Vendredi, en milieu de journée, des images tournées par le journaliste montraient des habitants collectant toujours des corps, transportés sur une charrette tirée par un cheval. A l’hôpital, un collaborateur de l’Agence France-Presse a également vu de nombreuses ambulances apporter des cadavres et des blessés par balle.
« Gazaouis écrasés par les camions »
L’armée israélienne affirme, elle, que ses forces facilitaient « le passage d’un convoi de 31 camions d’aide humanitaire contenant de la nourriture et des fournitures » à destination des civils dans le nord de la bande de Gaza quand, environ une heure avant l’arrivée du convoi dans le couloir humanitaire, « des Palestiniens armés ont ouvert le feu ». « En outre, un certain nombre de civils gazaouis ont été écrasés par les camions », précise l’armée.
Celle-ci dément avoir ouvert le feu sur les civils gazaouis. Elle a par la suite publié une vidéo en noir et blanc, floue, censée montrer « des tireurs palestiniens ouvrant le feu au milieu de civils gazaouis » sans que l’on soit en mesure de discerner ni des tirs ni la présence d’armes parmi la foule.

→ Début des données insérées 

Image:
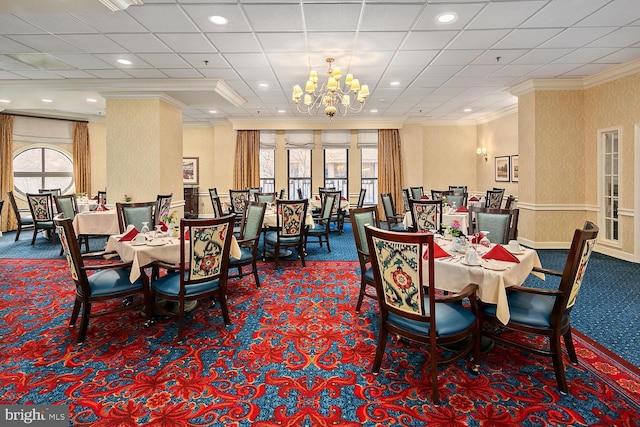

Une autre vidéo et des témoignages recueillis par le journaliste palestinien Ahmad Hijazi questionnent cette version des faits. On y voit des rescapés, certains les bras chargés de petits sacs de farine, errer au milieu des décombres d’une maison et enjambant une demi-douzaine de corps ensanglantés recouverts de poussière et de gravats. « Des civils ont été contraints de se réfugier dans une maison contiguë au rond-point pendant les tirs, mais l’armée a lancé une attaque aérienne qui a directement visé le bâtiment », assure-t-il.
Plusieurs autres attaques meurtrières
D’où venaient les camions censés traverser le rond-point ? L’UNRWA, l’agence de l’ONU pour les réfugiés palestiniens et principal pourvoyeur pour les Gazaouis aujourd’hui, ne participait pas à l’opération. Depuis l’attaque de l’un de ses convois par la marine israélienne le long de la route côtière fin janvier, l’agence onusienne ne s’aventure plus en direction du nord du territoire. Le bureau de l’armée israélienne chargé des Palestiniens dans les territoires occupés dit coordonner une aide émanant d’Etats, d’organisations internationales et de partenaires privés.
Plusieurs attaques meurtrières attribuées à des soldats israéliens contre des foules de civils faisant la queue pour obtenir de l’aide ont été signalées ces dernières semaines. Les autorités locales estimaient, mardi 12 mars, qu’au moins 400 personnes ont été tuées lors d’attaques de ce genre depuis le début de la guerre, le 7 octobre. Lundi 11 mars, le Bureau des Nations unies pour la coordination de l’aide humanitaire avait recensé 14 incidents de ce type à deux entrées de la ville de Gaza entre la mi-janvier et la fin février.
Quelques heures avant l’attaque de jeudi soir, cinq personnes ont péri dans une frappe aérienne israélienne sur un centre de distribution de nourriture à Rafah, dans le sud de Gaza, géré par l’UNRWA, principal pourvoyeur de l’aide destinée aux Gazaouis. Mercredi 13 mars, les troupes israéliennes avaient déjà ouvert le feu, selon les services médicaux de Gaza, sur une distribution de nourriture sur le rond-point du Koweït. Au moins onze personnes avaient été tuées et 86 autres blessées.
Le 29 février, date du « massacre de la farine », 118 Palestiniens avaient été tués et 760 autres blessés en attendant un convoi d’aide humanitaire qui empruntait la route côtière Al-Rachid en direction du nord de l’enclave, selon le ministère de la santé local. Plusieurs témoins ont affirmé au Monde que les tirs israéliens avaient alors duré plus d’une heure.